I could not believe my eyes: it was a table, but not the kind we’re used to: it had 8 legs, 8 women legs, from the knee down, wearing red stiletto shoes; it’s corners were round shaped breasts and its surface had lips and noses coming out of it. It was a human table: you could see the muscles of the legs struggling to support the rest of the table. I had to take a closer look.
“Don’t touch it”, he screamed.
I drew back.
“Don’t touch it, or else you’ll be a part of it too. Don’t you know what this is? This, my dear, is the apple. These women enchant you with their forms and the moment you touch them, they will eat you alive. You’ll be inside the table and gone from this world. I know you’re desperately yarning to touch a leg or maybe a corner, but let me tell you it will be the last thing you’ll ever do.”
“Then what did you have me here for?” I asked almost mechanically still not being able to turn my eyes away from the wonder placed before me.
“I want to find out more about this. And your name is carved on the sole of each shoe,”he leaned down pointing at the sole of one shoe. There was a cross, made out by two letters S and beneath them was written Stuart Smith.
“SS, isn’t that you? Isn’t that how you replied to the ad? Ha, Stuart?”
I was mesmerized:
“It’s a pseudonym I use. It’s what I use on my hits. I’m a hit-man. I thought you got me here to kill someone. At first I thought you wanted me to kill you.” Nothing made sense anymore. Nothing except those perfect body forms enticing my senses.
“You’re not so far from the truth.” He replied and took out a photo from his pocket and handed it to me. In the picture was a black pedestal table.
“This is what it looked like when I first got it. It was a simple table. And at one point it started changing. Tell me, I’m curious, how many people have you killed?”
“8”, I replied in a precise end of fiscal accountant fashion.
“Any connection between the hits?” he was turning into an investigator.
“None that I can think of, other than all of them being men. What’s with the interrogatory, anyway?”
“Well, my dear SS, your every murder caught life on this exquisite pedestal I have inherited from a crazy old grandmother of mine. Each and every body part you see here before you is the representation of each and every one of your hits. It only seemed fair to tell you about this. About this work of art you have created.”
He looked at the table and then back at me and with a crazy spark in his eye spat out a sentence that made no sense to me:
“I want to be the last one.”
“The last what?”
“The last murder, the one that completes the table: the only thing missing is the leg in the middle. I want that to be mine. It has to be my murder. Don’t you see? This is the reason why we met. The murder metaphor chose to come to life in my house. I have to complete it!” he was getting more excited with every new word he was uttering. “So, tell me, how did you think about doing it?”
“I’m not going to kill you! Not after I have seen this! No way. I need to get as far away from this as possible.” I turned around and headed for the stairs. That’s when he grabbed my arm.
“I’m afraid you have no choice! It’s the only way! I have to be a part of this and you are the only one who can make me be a part of it.”
And then it all came back to me as if a flashlight had been switched on inside my head.
“Listen to me! Even if I kill you, you will not be a part of the table, you do not fit the profile. These were all passion murders. They all had to do with love, obsession and possession. They did not want or requested to die. This is way too strange even for me. I am out of here.”

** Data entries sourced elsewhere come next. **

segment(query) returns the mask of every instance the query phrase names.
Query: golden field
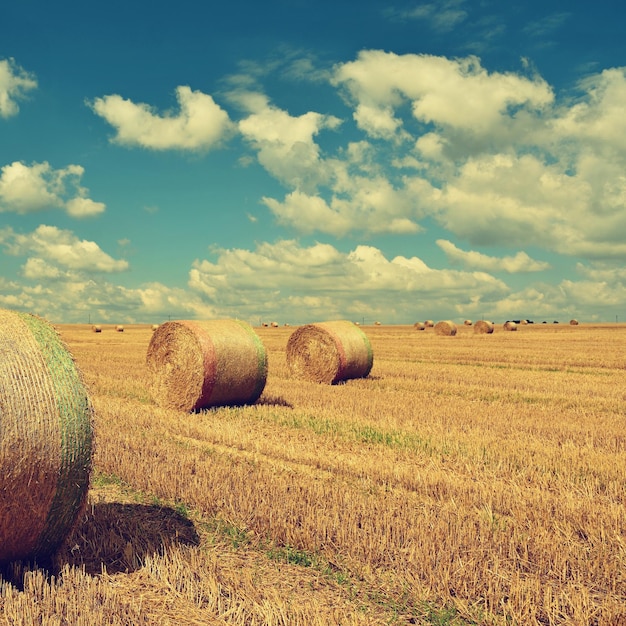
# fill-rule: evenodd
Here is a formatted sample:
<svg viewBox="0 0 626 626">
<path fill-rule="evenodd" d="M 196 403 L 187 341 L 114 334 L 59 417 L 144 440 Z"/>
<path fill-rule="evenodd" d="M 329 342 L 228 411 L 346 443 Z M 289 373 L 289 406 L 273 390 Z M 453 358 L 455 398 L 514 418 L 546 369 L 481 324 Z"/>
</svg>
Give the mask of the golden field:
<svg viewBox="0 0 626 626">
<path fill-rule="evenodd" d="M 626 624 L 626 326 L 364 326 L 366 379 L 151 399 L 149 325 L 61 325 L 96 410 L 89 505 L 0 624 Z M 8 582 L 11 581 L 11 582 Z"/>
</svg>

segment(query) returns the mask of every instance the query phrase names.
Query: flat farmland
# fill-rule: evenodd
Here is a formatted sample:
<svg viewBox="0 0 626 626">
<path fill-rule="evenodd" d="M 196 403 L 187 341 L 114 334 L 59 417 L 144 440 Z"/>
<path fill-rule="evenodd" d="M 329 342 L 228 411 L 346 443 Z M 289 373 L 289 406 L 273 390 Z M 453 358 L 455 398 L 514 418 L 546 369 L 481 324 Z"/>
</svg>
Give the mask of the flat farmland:
<svg viewBox="0 0 626 626">
<path fill-rule="evenodd" d="M 149 326 L 58 329 L 89 505 L 0 623 L 626 623 L 626 325 L 364 326 L 371 374 L 334 386 L 256 328 L 260 400 L 194 414 L 152 400 Z"/>
</svg>

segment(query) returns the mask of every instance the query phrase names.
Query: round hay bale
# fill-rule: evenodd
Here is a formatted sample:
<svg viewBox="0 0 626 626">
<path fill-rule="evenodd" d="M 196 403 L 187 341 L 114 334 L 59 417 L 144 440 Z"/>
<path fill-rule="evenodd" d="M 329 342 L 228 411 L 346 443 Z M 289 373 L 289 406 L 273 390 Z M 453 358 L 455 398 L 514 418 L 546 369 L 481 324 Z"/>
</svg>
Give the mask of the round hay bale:
<svg viewBox="0 0 626 626">
<path fill-rule="evenodd" d="M 115 327 L 115 330 L 116 330 L 118 333 L 123 333 L 123 332 L 124 332 L 124 327 L 123 327 L 121 324 L 118 324 L 118 325 Z"/>
<path fill-rule="evenodd" d="M 253 404 L 267 380 L 265 346 L 241 320 L 165 322 L 146 363 L 157 404 L 181 411 Z"/>
<path fill-rule="evenodd" d="M 152 324 L 152 330 L 155 331 L 159 327 L 158 324 Z"/>
<path fill-rule="evenodd" d="M 87 499 L 92 405 L 51 324 L 0 309 L 0 563 L 45 562 Z"/>
<path fill-rule="evenodd" d="M 99 326 L 98 324 L 95 324 L 94 326 L 91 327 L 91 330 L 94 333 L 101 333 L 102 332 L 102 326 Z"/>
<path fill-rule="evenodd" d="M 569 324 L 570 326 L 578 326 L 578 320 L 570 320 Z"/>
<path fill-rule="evenodd" d="M 432 328 L 435 325 L 435 322 L 433 322 L 433 320 L 426 320 L 424 322 L 424 326 L 426 326 L 426 328 Z"/>
<path fill-rule="evenodd" d="M 463 322 L 463 325 L 464 325 L 464 326 L 471 326 L 471 325 L 472 325 L 472 320 L 465 320 L 465 321 Z"/>
<path fill-rule="evenodd" d="M 474 324 L 474 334 L 476 335 L 491 335 L 493 333 L 493 322 L 487 320 L 478 320 Z"/>
<path fill-rule="evenodd" d="M 442 337 L 454 337 L 456 335 L 456 324 L 450 320 L 443 320 L 435 324 L 435 334 Z"/>
<path fill-rule="evenodd" d="M 515 322 L 512 322 L 511 320 L 509 320 L 508 322 L 504 322 L 504 325 L 502 327 L 504 328 L 504 330 L 517 330 L 517 324 Z"/>
<path fill-rule="evenodd" d="M 300 326 L 287 342 L 287 366 L 295 378 L 332 385 L 365 378 L 373 363 L 369 339 L 346 320 Z"/>
<path fill-rule="evenodd" d="M 374 326 L 380 326 L 380 322 L 374 322 Z"/>
<path fill-rule="evenodd" d="M 278 322 L 272 322 L 271 326 L 272 328 L 278 328 Z"/>
<path fill-rule="evenodd" d="M 520 324 L 521 324 L 522 326 L 528 326 L 528 320 L 521 320 L 521 321 L 520 321 Z"/>
<path fill-rule="evenodd" d="M 413 328 L 415 328 L 415 330 L 424 330 L 426 328 L 426 324 L 424 324 L 424 322 L 415 322 L 415 324 L 413 324 Z"/>
</svg>

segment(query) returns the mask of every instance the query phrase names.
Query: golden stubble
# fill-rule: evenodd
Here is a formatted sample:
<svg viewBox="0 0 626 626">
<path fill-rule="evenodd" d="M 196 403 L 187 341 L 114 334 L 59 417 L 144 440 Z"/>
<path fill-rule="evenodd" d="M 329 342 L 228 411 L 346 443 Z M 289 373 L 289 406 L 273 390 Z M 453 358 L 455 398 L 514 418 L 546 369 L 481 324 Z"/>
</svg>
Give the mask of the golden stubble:
<svg viewBox="0 0 626 626">
<path fill-rule="evenodd" d="M 96 471 L 184 503 L 199 529 L 198 545 L 141 550 L 116 573 L 120 606 L 148 585 L 224 623 L 408 623 L 424 601 L 479 623 L 626 619 L 626 327 L 364 331 L 370 376 L 329 387 L 290 377 L 293 329 L 257 329 L 257 404 L 188 414 L 146 390 L 149 326 L 61 328 L 92 390 Z M 245 541 L 210 540 L 216 520 Z M 277 567 L 268 545 L 318 555 L 335 578 Z"/>
</svg>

I started climbing those stairs as if everything was crumbling behind me. I ran through the rest of the house and finally got out on the street. The sun was setting red. I light a cigarette with one hand and with the other wiped my face hoping I could wipe the bad thoughts as well. I sat down on the sidewalk and eagerly fed my lungs with smoky death. My palms were not sweating anymore, but my eyes were still picturing the table. All of a sudden I heard a voice calling me: “Stuart, Stuart, you forgot your..”
Tyres squeaked followed by an awful noise. I turned around and there he was, under the wheels of a big jeep, having got his way.
Rolling towards me, just out of his dead hand, was a green apple that stopped on the brim of my shoe.